In South Carolina, turkey season opens on April 1st and runs until May 10th. However, on the weekend before the opener, youth hunters ages 17 and under are allowed to hunt. This is an opportunity that myself, my friends, and my brothers try to participate in every year. Although this year I had an unsuccessful youth weekend, last season fellow Cavalier Wilson Stansell and I were each able to harvest mature birds, making a lifelong memory together.
Each year, resident hunters are sent three tags and are allowed to take a maximum of three male turkeys in the season. However, harvesting three birds is rare, as even taking a single mature turkey is a big accomplishment. Last spring I was fortunate enough to take three toms, or “tag out”, as some like to call it. This season has been a different story so far, as I have not yet harvested a bird.
There is so much to love about the entire experience of turkey hunting. It is so much more than pulling the trigger. It is about spending time outdoors with your friends and family or about the strategy of calling a bird into range and the overwhelming excitement after it all comes together and there is a bird on the ground. It is the culmination of these factors that fuel my love of turkey hunting.

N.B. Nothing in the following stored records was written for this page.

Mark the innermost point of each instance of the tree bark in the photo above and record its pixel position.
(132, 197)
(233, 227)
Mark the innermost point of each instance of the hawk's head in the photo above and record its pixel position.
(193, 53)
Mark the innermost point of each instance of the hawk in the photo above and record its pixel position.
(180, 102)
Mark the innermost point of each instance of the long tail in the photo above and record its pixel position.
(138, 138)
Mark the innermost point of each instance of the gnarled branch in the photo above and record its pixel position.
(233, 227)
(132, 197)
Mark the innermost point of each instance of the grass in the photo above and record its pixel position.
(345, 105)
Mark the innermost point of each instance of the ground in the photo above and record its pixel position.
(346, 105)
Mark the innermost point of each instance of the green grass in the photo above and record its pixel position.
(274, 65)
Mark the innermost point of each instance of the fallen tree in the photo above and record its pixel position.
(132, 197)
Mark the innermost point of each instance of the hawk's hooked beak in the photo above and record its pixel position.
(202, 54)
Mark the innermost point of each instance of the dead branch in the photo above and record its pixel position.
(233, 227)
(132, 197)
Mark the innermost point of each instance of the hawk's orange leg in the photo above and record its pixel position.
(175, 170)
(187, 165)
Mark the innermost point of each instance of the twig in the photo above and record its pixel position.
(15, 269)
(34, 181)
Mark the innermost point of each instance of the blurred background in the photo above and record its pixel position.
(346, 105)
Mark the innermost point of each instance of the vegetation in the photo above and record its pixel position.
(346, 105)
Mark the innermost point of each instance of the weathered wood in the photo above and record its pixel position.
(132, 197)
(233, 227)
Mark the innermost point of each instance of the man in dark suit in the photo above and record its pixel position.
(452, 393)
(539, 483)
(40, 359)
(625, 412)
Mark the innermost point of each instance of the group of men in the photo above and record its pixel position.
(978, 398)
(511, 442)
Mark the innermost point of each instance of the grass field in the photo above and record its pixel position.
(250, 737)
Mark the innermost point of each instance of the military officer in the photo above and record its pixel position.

Junior student Wilson Stansell, as previously mentioned in the article, also enjoys spending his springs chasing turkeys around the woods of South Carolina. Wilson took his first bird last spring and has been hooked ever since. “I love listening to them gobble,” said Wilson after he was asked what he enjoys most about turkey hunting. It doesn’t get much better than the sound of a hammering bird at daybreak.
Finch Vergnolle, another junior at Christ Church, is also an avid turkey hunter. Finch has been hunting turkeys since he was very young and has developed a love for the sport like no other. “What I like most about turkey hunting is the thrill I get from chasing them,” he said. The excitement of chasing these birds brings many hunters, like Finch, into the woods every spring.
I will always be thankful for the unique opportunity to hunt these birds and I believe it is important to involve more people into the sport who have never participated in it before. I encourage anyone with even a remote interest in turkey hunting to do so. It is an amazing way to experience the great outdoors and make some incredible memories. After your first time, I guarantee you will be hooked.